Multiple bridges collapsing in Bihar and sloppy construction at several airports in the country reminded me of that story. How else can one describe this but as an open secret of hopelessness, shamelessness and corruption in the system? How else can one explain the collapse of 12 bridges over 18 days in Bihar? The fall of roofs and canopies at airports in Delhi, Jabalpur and Rajkot? There is this deafening silence over failing infrastructure in the country. It is as if nothing has happened!

Committees have been constituted to investigate these cases but nobody knows when their reports will be submitted nor whether they would be made public. The murky web of corruption may never let the findings see the light of the day. Is this a picture of “developed India”? Are we on the way to becoming the third-largest economic power by following this path?

The National Crime Records Bureau statistics show that over 250 bridges have collapsed in the country in the last ten years and over 2,000 in the last forty years. These do not include small bridges and foot overbridges over nullahs. The question here is not restricted to bridges collapsing in Bihar but why are they giving way? Some bridges were indeed old, but how does one explain the bridge collapse over ‘Bakra’ River in Araria district even before it could be inaugurated? Two piers of the structure sank while six others were damaged! One does not need to be an expert in bridge construction to say that the space under the sunken piers was hollowed out by corruption. Local residents had pointed out that the quality of construction wasn’t good and sand mining ought to be stopped, but nobody listened!
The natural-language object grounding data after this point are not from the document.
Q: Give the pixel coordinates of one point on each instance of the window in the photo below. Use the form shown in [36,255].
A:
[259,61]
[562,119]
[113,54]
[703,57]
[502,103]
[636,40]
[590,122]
In any construction, there are various stages of inspection, and the quality of material used is checked. Only after satisfaction at each stage is the work allowed to proceed. This seems to have been neglected in the present case. How else could the structure collapse? A base rate for construction is determined after taking into account the market rate of material to be used, labour and margin. Yet many times it is seen that contractors are willing to work at rates lower than that stipulated in the tender. Is this possible without corruption? Compromise on quality and bribes cannot be ruled out. It is obvious that the quality of the construction will be compromised and what took place in Bihar will happen again. What happened at the airports of Delhi, Jabalpur and Rajkot can also recur elsewhere.

It is generally believed that the quality of construction at airports is the best, but now even this seems illusory. It’s as if corrupt officials have been given an open licence. A bridge under construction in Khagaria, Bihar, built at a cost of Rs 1,717 crore, collapsed. How many people were punished in that case? Do you remember the suspension bridge collapse in Morbi, Gujarat, about two years ago? 141 lives were lost. What happened in that case? Let me remind you of another incident. About two years ago, a large iron bridge in Rohtas district in Bihar was cut and stolen by thieves. This sounds like a strange incident, but it is true. All these incidents reflect the failure of the system.

Today, everyone knows that roads are built, and after a few days, gravel comes out or cracks appear in the cement roads. The work in villages is even worse. You will be surprised to know that in Mumbai alone, hundreds of crores of rupees are spent every year on filling potholes and repairing roads. This year, Prime Minister Narendra Modi inaugurated the Atal Setu in Mumbai, and I have heard that it has also developed cracks. MPs and MLAs receive hefty development funds every year. If an audit of the works done with that fund is conducted, 80% of the work will be rejected in terms of quality. Public representatives also use these roads, but their voices are neither heard in Parliament nor in the Assembly. They neither protest nor fast on the issue. What is the reason for their silence, their support for such works?

No official can dare to sanction such works without the support of public representatives. The state of the system can be gauged from the fact that from the prime minister to the chief minister, everyone says “Plant a tree”. My personal experience is that if you plant a tree, the tree guard is stolen and the system does nothing. Those in power are so engrossed in politics that they don’t have time for such things. They are only busy with politics. One can only turn to the judiciary for intervention, for taking suo moto notice so that improvement could be expected.